Introduction

In recent years, the demand for aesthetic procedures, both surgical and non-surgical, has spiked. According to the International Survey of the International Society of Aesthetic Plastic Surgeons (ISAPS) in 2022, an increase of 139.9% for all aesthetic procedures were reported when compared to the year 2010. Some countries were the main drivers of this trend and contributed to a larger extent than others: Central European countries such as Germany, noted a substantial increase of 190.5% in aesthetic procedures for the same observational period [1, 2]. This increase is also reflected in the number of German plastic surgeons obtaining board certification which more than doubled with 119% between 2010 and 2022 (from 747 to 1,638), while the total number of licensed German physicians (independent of their medical specialty) rose only by 26% (from 333,599 to 421,303) [3, 4]. These numbers undoubtedly highlight a growing public interest, demand and offer in plastic surgery, thereby reflecting the field's dynamic nature driven by evolving trends.
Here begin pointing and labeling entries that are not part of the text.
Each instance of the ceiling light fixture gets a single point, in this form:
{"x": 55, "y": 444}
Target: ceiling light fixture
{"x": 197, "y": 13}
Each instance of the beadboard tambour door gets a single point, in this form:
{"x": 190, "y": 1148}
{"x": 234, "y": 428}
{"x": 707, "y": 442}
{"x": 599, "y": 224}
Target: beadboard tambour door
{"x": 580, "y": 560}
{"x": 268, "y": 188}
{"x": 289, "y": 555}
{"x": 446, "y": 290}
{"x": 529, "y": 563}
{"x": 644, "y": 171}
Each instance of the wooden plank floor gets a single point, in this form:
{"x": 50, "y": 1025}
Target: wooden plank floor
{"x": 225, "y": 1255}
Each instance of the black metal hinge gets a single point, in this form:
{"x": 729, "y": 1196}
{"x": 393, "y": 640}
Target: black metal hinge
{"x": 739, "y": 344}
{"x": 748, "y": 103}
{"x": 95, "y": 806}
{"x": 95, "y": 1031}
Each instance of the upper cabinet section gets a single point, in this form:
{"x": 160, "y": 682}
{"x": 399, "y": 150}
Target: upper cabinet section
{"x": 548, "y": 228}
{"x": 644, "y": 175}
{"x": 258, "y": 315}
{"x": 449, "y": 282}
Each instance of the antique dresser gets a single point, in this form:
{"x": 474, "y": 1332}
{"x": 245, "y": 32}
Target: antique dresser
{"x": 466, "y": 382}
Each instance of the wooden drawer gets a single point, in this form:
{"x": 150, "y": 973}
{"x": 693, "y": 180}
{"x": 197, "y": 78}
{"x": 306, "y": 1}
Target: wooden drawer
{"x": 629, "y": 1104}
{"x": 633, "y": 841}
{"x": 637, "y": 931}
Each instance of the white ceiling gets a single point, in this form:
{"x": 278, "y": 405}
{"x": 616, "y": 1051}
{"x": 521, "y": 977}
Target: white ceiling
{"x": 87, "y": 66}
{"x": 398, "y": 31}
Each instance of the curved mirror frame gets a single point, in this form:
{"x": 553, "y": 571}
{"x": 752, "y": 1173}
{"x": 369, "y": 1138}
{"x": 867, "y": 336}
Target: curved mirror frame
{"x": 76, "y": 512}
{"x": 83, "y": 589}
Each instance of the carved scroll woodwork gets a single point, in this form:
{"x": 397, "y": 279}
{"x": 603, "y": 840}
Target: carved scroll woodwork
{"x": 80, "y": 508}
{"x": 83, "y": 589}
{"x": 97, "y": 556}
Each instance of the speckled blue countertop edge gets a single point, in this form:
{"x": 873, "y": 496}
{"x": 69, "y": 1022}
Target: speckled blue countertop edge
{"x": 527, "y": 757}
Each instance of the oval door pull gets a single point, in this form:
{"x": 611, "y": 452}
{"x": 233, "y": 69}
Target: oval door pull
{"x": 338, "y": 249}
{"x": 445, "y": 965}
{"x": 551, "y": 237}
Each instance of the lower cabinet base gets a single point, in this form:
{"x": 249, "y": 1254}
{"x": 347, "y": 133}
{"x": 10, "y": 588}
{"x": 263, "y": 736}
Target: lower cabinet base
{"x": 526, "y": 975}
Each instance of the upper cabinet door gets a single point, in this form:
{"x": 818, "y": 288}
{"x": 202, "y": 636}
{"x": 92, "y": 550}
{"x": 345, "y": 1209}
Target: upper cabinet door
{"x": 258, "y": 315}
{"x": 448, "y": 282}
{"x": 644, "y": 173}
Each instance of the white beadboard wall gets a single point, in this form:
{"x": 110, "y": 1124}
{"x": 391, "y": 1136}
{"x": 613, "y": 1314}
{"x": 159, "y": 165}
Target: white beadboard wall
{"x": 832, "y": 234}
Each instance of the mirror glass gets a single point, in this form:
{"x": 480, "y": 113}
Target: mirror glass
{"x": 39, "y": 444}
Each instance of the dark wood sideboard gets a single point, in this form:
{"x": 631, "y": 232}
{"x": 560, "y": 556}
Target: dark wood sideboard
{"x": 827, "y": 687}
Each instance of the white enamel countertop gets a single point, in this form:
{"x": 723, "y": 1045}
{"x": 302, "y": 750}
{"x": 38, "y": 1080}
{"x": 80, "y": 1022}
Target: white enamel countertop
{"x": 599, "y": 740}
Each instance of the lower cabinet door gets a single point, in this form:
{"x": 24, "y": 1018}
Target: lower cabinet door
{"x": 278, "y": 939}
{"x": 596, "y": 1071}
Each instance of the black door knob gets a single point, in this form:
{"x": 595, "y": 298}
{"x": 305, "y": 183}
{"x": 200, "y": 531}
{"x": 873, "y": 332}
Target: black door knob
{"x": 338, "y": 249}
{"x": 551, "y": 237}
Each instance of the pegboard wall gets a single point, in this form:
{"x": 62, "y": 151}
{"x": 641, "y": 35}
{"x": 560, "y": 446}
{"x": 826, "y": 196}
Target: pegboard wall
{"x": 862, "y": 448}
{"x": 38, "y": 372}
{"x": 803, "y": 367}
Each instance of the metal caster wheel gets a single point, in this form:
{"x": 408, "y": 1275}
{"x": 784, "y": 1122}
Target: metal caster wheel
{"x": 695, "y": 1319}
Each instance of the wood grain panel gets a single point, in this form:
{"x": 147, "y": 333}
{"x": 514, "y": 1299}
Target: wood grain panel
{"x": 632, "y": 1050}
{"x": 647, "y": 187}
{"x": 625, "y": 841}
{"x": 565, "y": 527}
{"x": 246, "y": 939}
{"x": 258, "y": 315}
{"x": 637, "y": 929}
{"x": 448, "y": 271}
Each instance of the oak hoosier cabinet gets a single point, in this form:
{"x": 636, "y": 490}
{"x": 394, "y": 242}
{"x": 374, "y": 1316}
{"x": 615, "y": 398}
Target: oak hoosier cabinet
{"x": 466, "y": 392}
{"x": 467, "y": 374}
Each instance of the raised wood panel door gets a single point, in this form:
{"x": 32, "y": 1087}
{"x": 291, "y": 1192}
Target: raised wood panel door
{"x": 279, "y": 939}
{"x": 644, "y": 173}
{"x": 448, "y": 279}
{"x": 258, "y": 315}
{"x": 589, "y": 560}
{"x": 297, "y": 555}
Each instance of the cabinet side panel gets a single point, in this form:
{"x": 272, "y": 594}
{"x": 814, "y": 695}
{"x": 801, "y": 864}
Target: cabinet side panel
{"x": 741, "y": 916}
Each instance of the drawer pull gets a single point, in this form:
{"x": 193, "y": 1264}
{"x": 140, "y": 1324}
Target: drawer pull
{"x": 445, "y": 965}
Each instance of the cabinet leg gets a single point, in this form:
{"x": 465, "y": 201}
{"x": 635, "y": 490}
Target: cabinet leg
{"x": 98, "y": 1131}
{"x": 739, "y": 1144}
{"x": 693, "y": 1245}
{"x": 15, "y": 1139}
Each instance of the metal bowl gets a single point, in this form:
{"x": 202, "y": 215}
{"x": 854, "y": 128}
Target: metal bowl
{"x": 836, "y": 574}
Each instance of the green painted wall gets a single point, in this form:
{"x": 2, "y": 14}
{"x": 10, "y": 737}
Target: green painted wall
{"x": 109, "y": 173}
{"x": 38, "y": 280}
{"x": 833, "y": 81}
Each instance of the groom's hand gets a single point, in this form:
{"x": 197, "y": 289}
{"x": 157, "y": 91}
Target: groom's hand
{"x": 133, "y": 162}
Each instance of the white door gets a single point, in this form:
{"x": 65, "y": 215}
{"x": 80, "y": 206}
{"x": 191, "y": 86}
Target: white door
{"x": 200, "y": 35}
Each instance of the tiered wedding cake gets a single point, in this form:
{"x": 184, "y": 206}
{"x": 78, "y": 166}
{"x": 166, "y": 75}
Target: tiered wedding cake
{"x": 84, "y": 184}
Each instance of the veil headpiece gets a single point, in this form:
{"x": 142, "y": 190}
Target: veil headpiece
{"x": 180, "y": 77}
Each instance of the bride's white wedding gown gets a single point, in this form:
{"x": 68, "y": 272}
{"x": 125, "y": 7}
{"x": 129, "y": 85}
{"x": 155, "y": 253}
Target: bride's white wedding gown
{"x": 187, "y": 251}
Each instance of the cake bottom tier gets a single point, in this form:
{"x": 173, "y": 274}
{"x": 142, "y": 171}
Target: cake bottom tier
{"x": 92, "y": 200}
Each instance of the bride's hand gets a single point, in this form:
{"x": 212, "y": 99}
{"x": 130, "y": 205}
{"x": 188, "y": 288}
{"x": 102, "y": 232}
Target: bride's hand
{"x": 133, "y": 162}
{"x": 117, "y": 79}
Plastic surgeons are confronted with the challenge to continually adapt and offer innovative treatments employing latest techniques and technologies to address the ever-changing beauty ideals of their patients. However, it is important to recognize that the wide field of plastic surgery encompasses more than just aesthetic surgery as this surgical specialty is often conceptualized as resting on four pillars: reconstructive surgery, hand surgery, burn surgery and aesthetic surgery. Still, the wide spectrum of plastic surgery and the roles it can play in medical care are often not being recognized in the public perception [5, 6]. This specialty’s broad scope effectively showcases the necessity for high degrees of specialization for optimal patient care in complex cases. Such specialization is typically found in large clinical centers and hospitals. Paradoxically, these institutions often do not adequately offer or integrate aesthetic surgery into their curriculum for plastic surgery residents [7,8,9,10]. To ensure universal access to specialized plastic surgery care, a tightly woven national network of plastic surgery practices – besides highly specialized clinical centers—is required. Yet, the extent to which this network consisting of plastic surgery practices can offer the full spectrum of this specialty with its four main pillars remains elusive.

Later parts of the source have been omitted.